Bevor es am 26. April 2018 in den Kinos zum großen Showdown zwischen den Helden des MCU’s und dem zerstörerischen Thanos kommt, wollen wir die vorigen 18 Filme noch einmal Revue passieren lassen und euch unsere Favoriten präsentieren. Dabei stellen euch die Autoren ihre ganz persönlichen Lieblinge vor und begründen, warum gerade dieser Film ganz oben auf ihrer Liste steht. Macht euch also auf Spoiler gefasst.

Den Anfang macht:

 

The Return of the First Avenger

 

Während der Film hierzulande aus Marketingzwecken mit einem stumpfen „Avengers“ im Titel daherkommt, wurde er in anderen Ländern als Captain America: The Winter Soldier in die Kinos gebrachtUnd der Name ist Programm! James „Bucky“ Barnes, alias der Winter Soldier (wunderbar verkörpert von Sebastian Stan), wird seiner Comicvorlage absolut gerecht und hat einen der größten Bad-Ass-Show-Ups des gesamten Marvel-Filmuniversums. Während der eigentliche Bösewicht Alexander Pierce (Robert Redford) marveltypisch relativ facettenarm daherkommt, erweist sich der Winter Soldier als umso faszinierender. Denn wir kennen ihn noch als absolut gutherzigen besten Freund von Steve Rogers aus dem ersten Teil und plötzlich steht Cap ihm gegenüber, statt Seite an Seite. Rogers muss sich gegen seinen totgeglaubten besten Freund stellen, um Millionen Leben zu retten.

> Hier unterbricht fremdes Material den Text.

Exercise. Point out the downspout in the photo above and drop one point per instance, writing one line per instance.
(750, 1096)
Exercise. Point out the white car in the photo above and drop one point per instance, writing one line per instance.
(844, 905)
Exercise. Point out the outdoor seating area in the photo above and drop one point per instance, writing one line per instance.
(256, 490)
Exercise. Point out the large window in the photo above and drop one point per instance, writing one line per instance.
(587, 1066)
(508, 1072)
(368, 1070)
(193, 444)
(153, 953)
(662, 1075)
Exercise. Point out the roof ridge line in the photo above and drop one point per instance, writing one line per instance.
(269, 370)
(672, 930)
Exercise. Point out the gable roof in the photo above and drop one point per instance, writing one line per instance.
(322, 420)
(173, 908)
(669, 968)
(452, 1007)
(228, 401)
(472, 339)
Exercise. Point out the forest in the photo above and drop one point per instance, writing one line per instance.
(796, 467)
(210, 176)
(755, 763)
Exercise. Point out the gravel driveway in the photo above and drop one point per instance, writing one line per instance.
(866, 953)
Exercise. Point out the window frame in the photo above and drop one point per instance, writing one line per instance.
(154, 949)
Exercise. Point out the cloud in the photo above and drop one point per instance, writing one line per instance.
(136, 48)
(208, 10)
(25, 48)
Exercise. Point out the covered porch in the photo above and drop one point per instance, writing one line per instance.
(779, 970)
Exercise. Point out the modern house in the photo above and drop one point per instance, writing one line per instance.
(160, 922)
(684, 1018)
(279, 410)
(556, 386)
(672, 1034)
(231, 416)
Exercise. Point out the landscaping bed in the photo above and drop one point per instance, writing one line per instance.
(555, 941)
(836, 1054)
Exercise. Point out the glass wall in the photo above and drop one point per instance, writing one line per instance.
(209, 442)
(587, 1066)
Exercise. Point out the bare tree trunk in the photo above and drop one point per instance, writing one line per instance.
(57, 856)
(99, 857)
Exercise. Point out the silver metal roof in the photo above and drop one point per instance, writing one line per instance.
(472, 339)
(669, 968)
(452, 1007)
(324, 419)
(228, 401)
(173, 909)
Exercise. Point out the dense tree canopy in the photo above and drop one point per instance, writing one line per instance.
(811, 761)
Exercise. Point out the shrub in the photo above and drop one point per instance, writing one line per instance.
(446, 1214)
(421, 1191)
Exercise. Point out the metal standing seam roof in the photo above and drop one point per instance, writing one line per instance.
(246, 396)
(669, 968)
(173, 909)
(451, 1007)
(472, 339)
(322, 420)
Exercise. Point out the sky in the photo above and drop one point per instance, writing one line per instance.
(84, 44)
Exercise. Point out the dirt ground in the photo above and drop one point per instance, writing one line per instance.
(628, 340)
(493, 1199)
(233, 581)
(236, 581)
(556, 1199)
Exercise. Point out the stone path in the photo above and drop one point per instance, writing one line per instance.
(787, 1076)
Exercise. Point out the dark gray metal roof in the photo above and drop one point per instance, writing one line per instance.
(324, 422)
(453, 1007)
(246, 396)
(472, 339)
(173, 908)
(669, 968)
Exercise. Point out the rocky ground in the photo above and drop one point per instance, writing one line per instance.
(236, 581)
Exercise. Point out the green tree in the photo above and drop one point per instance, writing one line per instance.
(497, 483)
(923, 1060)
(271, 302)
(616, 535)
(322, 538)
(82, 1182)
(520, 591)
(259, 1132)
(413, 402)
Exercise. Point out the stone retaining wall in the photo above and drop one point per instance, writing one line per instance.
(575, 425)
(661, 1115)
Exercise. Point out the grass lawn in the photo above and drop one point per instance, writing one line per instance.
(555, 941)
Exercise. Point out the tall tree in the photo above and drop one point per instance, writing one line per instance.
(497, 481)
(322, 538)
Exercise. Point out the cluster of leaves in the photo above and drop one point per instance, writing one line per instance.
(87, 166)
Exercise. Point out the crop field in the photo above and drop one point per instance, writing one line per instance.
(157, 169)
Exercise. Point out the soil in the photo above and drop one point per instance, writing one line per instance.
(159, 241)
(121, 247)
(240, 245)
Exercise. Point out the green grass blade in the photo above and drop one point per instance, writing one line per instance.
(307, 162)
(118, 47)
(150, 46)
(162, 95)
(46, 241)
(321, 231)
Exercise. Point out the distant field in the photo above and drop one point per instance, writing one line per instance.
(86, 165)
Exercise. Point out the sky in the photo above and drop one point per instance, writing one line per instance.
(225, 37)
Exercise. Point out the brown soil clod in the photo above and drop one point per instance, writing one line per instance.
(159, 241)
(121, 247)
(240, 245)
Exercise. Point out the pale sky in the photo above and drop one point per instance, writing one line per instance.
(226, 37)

Captain America muss gegen seinen besten Freund kämpfen

 

Dieser Zwiespalt in unserem Captain zieht sich so durch den ganzen Film. Er steht immer wieder vor neuen Herausforderungen und muss sicher geglaubte Dinge anzweifeln. Wem kann er vertrauen? Wer ist S.H.I.E.L.D. und wer ist Hydra? Für Captain America ist dieser Film ein sehr persönlicher. Wir erfahren viel über das, was ihn antreibt, was ihn beschäftigt und erleben mit, wie er mit seinen Idealen brechen muss, um das richtige zu tun.

 

Dazu gehört auch ein Schritt, der das gesamte MCU verändert hat, denn Steve Rogers entscheidet sich aufgrund der extremen Unterwanderung Hydras dazu, S.H.I.E.L.D. komplett zu vernichten und alles auf Null zu setzen. Ein gewagter Schritt, schließlich ist die Organisation von Beginn an Teil des Universums. Doch dieser Bruch zahlt sich aus und trägt viel zur eher konsequenteren Stimmung des Films bei, der sich durch seine Twists und das gesamte Thema eher wie ein Spionagefilm anfühlt.

 

Mit den Heli-Carriern geht auch S.H.I.E.L.D. und somit (hoffentlich) Hydra unter

 

Dabei schafft der Film es zusätzlich als eine von sehr wenigen Comicverfilmungen, hochaktuelle und sensible Themen zumindest anzuschneiden. Während Big Data im Grunde als Hauptthema fungiert, spricht der Film vereinzelt über die psychische Belastung von Soldaten/Veteranen und stellt moralische Fragen im Hinblick auf Überwachung und Rechtsprechung.

 

In Kombination mit dem traumhaften Cast, den coolen Kampfszenen und den saugeilen Special-Effects, die dem Film nebenbei bemerkt sogar eine Oscar-Nominierung einbrachten, ergibt sich einfach ein rundum gelungener, etwas düsterer Superhelden-Actionfilm, der sogar fast ohne das „Super“ auskommt und sich so an die Spitze meiner Lieblings-Marvelfilme gekämpft hat!

 

Wie findet ihr „The Return of the First Avenger“?

Wenn ihr euch vor dem großen Infinity War noch einmal ein Bild davon machen wollt, könnt ihr den Film zur Zeit sogar auf Netflix streamen.